By this point, I’ve read several hundred market predictions for 2020, and there is something of a consensus.
GDP growth will be around 2%, interest rates will remain low, stocks will provide single to low double-digit returns, and unless something goes horribly wrong in the economy, Donald Trump will be reelected.
There are very few people expecting a strong pick up in volatility or risk in the year ahead which makes me want to sit around with some very smart people and a bottle of bourbon to consider possible black swans that may occur in the next year to two with the potential for life-changing profits.
Now, I’ve made some money by making black swan bets on events that no one thought could happen where the math of the probability and payout calculation lined up correctly.
However, I’ve never made a nickel on a prediction in the stock market whether it was my own or someone else’s.
Making the type of precise projections that the Wall Street strategists and TV pundits make strikes me as a colossal waste of time and brainpower.
I prefer to find strategies where the numbers indicate I have a very high probability of trouncing the market, and that’s exactly what I’m going to show you today.
Let’s take a look…
Legendary hedge fund manager Ray Dalio put it best when he once suggested that one of the biggest mistakes we can make in the markets is “buying those things that have gone up thinking they’re better rather than more expensive.”
The stock market, the jewelry market, and whiskey markets are the few places in the economy where the pricier something is, the better it’s automatically assumed to be.
Even in those instances where the more expensive stock or bottle of bourbon is better, the real question should be, “Is the quality is so much better that it justifies the price I have to pay?”
When we look at a stock price, it’s just a number.

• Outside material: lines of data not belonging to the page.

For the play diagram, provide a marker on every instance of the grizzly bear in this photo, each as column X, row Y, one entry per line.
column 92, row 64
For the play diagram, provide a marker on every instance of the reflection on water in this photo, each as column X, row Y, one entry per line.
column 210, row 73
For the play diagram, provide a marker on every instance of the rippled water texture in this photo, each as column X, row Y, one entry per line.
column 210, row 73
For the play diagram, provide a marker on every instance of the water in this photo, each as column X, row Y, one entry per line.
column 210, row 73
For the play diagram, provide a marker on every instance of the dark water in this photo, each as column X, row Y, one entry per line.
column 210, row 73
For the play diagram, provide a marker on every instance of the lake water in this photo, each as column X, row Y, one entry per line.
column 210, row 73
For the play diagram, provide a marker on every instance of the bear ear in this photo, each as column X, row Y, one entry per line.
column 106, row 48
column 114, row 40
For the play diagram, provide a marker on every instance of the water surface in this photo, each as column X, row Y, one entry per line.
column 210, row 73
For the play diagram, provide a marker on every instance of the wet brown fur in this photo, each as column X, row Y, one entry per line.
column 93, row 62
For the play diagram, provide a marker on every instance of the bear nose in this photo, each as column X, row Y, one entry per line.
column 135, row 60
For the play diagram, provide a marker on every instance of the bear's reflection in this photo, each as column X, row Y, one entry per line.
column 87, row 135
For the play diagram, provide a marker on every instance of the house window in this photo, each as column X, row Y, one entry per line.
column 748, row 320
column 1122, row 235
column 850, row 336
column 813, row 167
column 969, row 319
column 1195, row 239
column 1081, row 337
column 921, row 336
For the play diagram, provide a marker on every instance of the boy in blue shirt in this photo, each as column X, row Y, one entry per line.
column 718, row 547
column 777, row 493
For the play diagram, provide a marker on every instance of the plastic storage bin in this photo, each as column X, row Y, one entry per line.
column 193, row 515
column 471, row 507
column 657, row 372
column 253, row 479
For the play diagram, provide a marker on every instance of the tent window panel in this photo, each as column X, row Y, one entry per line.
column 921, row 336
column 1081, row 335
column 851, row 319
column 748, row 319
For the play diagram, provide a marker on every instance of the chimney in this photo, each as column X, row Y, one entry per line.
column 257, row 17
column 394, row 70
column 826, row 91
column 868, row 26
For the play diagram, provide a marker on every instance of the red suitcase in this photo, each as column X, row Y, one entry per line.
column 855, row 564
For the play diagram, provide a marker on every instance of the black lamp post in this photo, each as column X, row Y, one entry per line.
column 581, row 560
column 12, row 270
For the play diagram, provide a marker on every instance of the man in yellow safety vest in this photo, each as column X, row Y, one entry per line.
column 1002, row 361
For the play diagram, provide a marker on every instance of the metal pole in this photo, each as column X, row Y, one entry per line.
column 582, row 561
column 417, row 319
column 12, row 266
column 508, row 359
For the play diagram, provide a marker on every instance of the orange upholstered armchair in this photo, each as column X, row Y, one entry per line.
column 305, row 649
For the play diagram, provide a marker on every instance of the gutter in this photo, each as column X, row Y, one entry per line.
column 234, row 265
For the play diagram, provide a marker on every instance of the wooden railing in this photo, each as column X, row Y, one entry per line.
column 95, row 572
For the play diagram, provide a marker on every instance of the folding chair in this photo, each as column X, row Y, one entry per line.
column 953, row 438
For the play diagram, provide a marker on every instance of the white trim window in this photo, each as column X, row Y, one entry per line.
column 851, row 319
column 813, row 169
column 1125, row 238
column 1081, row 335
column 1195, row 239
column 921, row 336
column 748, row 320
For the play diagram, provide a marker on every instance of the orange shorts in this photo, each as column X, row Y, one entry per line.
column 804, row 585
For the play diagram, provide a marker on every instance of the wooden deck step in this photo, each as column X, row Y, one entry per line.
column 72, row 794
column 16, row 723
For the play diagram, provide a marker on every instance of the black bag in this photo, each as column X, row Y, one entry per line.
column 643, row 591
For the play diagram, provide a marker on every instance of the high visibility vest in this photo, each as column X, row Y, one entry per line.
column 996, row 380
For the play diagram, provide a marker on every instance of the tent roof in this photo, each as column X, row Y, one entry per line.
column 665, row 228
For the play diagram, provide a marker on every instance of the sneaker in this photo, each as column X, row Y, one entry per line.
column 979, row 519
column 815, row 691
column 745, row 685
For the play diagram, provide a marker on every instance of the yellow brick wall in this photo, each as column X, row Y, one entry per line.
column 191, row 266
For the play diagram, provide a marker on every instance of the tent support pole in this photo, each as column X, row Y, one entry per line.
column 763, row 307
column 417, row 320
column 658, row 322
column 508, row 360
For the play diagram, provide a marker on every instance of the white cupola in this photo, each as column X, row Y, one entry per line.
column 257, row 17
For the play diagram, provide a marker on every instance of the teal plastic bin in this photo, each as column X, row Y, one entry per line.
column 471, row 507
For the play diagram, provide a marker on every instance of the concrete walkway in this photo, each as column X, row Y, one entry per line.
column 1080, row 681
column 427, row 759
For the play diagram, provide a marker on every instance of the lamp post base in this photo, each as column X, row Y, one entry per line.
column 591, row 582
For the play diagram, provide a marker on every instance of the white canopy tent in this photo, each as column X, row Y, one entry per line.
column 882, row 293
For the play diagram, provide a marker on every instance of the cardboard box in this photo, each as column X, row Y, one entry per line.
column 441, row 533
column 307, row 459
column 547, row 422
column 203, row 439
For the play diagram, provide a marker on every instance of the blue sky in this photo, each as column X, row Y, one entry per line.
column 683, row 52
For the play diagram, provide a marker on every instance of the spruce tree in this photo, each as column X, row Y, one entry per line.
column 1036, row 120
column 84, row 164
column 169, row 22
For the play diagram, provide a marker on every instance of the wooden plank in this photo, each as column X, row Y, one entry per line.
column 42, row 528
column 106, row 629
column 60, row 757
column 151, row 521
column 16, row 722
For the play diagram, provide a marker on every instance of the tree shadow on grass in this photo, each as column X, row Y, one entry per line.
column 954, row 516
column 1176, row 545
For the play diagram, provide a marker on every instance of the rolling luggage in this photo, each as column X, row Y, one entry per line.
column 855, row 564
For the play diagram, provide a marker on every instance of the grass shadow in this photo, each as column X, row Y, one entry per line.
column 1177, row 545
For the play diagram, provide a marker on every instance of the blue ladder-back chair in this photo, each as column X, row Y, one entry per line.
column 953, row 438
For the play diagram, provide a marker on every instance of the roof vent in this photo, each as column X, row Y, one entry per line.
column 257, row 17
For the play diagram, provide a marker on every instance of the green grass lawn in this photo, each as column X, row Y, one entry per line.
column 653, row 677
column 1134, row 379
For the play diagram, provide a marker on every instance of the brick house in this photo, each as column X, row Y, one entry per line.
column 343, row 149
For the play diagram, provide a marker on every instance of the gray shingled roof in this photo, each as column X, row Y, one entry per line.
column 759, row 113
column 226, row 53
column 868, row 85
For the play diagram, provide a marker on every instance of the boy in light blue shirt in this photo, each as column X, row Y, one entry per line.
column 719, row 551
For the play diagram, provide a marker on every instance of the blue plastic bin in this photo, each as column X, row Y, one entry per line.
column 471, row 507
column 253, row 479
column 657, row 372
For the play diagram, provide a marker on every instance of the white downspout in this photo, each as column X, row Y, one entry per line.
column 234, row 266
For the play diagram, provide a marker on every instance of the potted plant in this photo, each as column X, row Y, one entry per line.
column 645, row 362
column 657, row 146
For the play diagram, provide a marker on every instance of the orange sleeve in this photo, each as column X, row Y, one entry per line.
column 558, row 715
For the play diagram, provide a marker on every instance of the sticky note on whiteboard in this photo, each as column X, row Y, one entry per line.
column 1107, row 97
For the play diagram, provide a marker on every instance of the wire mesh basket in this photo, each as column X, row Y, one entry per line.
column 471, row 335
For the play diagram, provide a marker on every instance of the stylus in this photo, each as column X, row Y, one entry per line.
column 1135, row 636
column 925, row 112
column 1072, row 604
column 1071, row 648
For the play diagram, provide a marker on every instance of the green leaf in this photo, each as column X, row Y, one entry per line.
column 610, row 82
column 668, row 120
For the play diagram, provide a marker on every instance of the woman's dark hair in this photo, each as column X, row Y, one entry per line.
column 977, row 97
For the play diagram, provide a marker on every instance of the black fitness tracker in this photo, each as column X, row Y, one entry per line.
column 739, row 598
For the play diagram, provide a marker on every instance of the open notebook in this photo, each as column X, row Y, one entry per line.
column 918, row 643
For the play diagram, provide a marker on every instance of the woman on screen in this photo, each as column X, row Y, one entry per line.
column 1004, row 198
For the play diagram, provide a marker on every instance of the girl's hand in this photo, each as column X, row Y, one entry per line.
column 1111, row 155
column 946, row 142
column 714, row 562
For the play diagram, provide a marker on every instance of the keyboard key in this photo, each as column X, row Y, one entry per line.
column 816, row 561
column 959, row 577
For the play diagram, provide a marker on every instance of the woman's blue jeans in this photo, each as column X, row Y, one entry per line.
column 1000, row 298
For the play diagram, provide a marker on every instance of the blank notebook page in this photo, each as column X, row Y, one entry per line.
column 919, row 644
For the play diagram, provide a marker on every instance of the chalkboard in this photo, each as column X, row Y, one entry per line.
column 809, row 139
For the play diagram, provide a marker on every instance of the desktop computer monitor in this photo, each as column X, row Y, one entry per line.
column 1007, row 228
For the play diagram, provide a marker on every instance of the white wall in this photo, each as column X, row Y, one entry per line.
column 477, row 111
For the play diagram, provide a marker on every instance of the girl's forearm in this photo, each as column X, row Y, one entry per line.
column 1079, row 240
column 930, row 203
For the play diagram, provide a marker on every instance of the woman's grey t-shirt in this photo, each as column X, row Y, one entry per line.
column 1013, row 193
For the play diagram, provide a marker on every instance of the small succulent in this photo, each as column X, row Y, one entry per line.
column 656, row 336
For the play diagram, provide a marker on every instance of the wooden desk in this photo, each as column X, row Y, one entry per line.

That number doesn’t mean anything until you compare that price to the value of the assets and cash flows of the company the price represents.
There is too high a price for everything, no matter how good it may be.
And with stocks trading at an average of 23.9 times earnings, this is something that every investor needs to realize if they’re looking to make money in the markets.
You can buy shares of the best companies in the world and still end up losing money as valuations drift farther away from reality.
Just ask people who bought Cisco Systems Inc. (NasdaqGS:CSCO) in 2000 or Bank of America Corp. (NYSE:BAC) in 2006.
Those stocks still haven’t recovered to 70% of their peak valuations more than ten years later, and decade into a record-setting bull market.